Hareesh, whose Maoist became the source of Lijo’s Jallikattu, also ridicules the notion of drawing parallels between movies and the books they are based on. “The mediums are different, the kind of viewer enjoyment is different, the language is different. When you are a writer, you are doing every little bit of it the way you want to. But when you are scripting, you keep the director’s interest in mind, on what they see in the story. The whole responsibility of whether the film becomes good or bad lies on the director,” Hareesh says.


From Jallikattu

Shalini, who has also scripted films for other directors, makes a similar observation. When she writes for her own film, she knows what appeals to her and how it is going to play out on the screen. But when she writes for another, she has to get a sense of what works for that person.
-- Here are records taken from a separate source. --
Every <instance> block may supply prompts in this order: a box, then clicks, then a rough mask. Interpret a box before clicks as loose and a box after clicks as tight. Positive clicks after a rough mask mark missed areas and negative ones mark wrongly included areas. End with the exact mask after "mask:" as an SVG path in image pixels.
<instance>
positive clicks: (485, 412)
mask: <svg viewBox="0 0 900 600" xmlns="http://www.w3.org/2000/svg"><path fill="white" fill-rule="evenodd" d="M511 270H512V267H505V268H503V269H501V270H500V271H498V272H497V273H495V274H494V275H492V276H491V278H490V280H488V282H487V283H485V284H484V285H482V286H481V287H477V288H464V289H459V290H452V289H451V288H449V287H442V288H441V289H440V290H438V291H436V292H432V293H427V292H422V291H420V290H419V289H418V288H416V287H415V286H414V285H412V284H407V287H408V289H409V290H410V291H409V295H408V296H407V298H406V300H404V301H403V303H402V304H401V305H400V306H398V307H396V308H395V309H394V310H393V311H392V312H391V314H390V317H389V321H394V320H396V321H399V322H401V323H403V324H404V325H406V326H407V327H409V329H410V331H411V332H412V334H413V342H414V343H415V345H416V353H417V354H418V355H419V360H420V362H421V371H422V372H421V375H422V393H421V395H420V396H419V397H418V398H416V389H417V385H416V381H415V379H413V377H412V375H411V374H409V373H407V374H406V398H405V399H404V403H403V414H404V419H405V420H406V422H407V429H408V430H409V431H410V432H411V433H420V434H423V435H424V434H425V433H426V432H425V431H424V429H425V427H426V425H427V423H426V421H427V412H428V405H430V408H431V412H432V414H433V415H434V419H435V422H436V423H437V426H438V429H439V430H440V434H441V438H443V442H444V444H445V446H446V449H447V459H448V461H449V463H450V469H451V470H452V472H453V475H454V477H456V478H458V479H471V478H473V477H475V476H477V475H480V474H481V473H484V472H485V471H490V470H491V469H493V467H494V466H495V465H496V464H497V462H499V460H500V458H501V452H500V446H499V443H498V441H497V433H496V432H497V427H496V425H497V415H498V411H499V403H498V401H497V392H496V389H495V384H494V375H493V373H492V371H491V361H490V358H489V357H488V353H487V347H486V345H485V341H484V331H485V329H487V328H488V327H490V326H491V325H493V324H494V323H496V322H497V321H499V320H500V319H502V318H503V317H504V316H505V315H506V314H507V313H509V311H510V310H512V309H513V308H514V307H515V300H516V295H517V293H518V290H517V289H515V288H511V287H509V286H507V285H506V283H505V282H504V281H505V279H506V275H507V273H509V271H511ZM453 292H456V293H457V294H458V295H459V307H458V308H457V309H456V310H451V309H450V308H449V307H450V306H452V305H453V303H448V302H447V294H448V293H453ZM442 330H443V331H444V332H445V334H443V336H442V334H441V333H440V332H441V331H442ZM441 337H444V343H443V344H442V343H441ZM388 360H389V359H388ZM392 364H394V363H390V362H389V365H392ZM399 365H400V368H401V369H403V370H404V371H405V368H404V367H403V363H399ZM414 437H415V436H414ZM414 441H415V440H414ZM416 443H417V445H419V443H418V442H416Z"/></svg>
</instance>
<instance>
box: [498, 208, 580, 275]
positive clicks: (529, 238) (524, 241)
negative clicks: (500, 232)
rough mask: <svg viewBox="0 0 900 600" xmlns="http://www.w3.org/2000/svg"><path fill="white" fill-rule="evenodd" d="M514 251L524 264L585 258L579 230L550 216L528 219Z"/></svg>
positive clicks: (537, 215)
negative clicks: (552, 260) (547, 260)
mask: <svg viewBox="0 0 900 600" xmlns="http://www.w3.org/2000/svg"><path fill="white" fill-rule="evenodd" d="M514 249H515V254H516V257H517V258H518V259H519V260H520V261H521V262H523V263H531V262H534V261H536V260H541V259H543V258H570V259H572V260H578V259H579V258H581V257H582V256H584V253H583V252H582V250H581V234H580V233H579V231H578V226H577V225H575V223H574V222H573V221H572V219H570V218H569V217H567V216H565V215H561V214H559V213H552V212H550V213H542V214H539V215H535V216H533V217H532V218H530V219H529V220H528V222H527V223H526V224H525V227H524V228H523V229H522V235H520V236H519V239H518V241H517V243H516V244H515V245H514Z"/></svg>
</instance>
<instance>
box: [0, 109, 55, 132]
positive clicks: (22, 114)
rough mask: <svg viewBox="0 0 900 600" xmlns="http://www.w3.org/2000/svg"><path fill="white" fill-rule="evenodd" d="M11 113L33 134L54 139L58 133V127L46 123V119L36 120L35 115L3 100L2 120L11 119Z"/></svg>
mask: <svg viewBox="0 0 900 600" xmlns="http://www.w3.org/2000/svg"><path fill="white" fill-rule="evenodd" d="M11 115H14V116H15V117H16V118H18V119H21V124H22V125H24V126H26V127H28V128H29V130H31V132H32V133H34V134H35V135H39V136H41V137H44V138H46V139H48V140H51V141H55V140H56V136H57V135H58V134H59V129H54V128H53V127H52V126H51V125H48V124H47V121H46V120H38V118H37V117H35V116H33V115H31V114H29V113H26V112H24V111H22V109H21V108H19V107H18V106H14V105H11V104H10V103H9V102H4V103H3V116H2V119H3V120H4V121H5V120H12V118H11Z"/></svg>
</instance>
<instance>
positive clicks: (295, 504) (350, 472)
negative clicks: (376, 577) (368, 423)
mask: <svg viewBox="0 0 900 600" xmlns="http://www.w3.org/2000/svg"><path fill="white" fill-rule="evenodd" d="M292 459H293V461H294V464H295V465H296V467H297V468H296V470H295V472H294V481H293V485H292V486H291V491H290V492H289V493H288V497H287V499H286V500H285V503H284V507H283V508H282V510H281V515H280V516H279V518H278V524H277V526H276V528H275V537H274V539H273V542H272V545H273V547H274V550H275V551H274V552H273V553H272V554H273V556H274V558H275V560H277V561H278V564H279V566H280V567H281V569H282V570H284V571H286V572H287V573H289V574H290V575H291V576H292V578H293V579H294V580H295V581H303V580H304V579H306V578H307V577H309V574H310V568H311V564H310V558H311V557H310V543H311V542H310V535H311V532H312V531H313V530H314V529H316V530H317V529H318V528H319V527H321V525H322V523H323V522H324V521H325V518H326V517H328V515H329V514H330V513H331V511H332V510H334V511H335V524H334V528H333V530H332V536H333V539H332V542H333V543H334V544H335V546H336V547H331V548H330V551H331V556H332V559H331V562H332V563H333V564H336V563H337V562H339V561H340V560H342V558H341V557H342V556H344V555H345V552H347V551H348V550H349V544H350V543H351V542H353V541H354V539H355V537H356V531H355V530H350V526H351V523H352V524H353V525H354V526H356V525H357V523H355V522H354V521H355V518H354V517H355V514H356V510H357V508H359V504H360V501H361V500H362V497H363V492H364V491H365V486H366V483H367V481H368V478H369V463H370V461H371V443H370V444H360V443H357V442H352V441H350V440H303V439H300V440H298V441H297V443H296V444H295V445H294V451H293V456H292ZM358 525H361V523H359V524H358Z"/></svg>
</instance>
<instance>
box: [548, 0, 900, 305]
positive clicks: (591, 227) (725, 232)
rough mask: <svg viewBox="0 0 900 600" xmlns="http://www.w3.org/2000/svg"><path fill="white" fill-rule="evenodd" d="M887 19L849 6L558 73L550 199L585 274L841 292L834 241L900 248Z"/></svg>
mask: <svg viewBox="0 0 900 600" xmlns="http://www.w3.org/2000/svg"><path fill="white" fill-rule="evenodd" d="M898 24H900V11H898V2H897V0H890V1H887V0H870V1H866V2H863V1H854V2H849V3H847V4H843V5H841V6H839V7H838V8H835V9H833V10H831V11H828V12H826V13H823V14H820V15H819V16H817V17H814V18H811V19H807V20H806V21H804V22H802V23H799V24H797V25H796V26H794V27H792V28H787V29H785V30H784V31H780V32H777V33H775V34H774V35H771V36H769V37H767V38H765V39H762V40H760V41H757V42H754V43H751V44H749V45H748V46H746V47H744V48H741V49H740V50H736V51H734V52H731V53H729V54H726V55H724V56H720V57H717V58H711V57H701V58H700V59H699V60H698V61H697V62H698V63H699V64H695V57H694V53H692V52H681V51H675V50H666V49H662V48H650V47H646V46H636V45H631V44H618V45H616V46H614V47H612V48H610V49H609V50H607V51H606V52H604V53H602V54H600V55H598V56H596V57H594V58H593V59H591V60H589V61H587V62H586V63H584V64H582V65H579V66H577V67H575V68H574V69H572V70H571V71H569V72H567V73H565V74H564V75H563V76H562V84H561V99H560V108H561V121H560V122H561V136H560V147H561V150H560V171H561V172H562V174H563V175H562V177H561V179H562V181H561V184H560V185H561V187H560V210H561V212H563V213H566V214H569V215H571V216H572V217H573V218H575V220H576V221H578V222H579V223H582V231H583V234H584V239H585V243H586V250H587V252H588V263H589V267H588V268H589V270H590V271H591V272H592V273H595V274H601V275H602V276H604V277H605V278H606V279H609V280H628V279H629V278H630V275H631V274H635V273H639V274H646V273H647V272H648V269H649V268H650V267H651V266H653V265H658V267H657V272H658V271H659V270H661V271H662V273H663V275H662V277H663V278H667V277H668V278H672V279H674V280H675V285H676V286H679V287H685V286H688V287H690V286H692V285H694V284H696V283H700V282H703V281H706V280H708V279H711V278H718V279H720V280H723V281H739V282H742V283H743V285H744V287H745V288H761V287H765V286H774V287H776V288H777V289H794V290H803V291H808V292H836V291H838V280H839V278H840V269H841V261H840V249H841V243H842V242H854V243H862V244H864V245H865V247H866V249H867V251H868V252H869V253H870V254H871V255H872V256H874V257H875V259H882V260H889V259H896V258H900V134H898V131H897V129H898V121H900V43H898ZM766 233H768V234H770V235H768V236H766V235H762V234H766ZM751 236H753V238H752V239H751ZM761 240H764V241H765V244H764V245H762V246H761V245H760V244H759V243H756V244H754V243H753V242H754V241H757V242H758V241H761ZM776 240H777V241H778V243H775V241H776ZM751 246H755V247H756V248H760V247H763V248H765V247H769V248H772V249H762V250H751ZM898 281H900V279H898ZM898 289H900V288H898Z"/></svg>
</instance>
Together though, the writer-director combo appears to work some wonders, the beauty of two expressive mediums merging into one. In the decades that show an overflow of literature into cinema, there have always been a lot of notable works, discussed, appreciated, or critiqued. We are having one such period now. Lijo’s hugely discussed Churuli was an adaptation of a short story by Vinoy Thomas. We have also just had GR Indugopan’s Ammini Pilla Vettu Case coming out in film as Oru Thekkan Thallu Case.

More book-based movies are awaited — Blessy’s Aadujeevitham starring Prithviraj from Benyamin’s hugely popular book on the real life struggles of a Gulf Malayali, Aashiq Abu bringing Basheer’s horror novel Neela Velicham to the screen, Mahesh Narayanan teaming up with Fahadh Faasil to adapt MT’s short story Sherlock. Good times, it seems.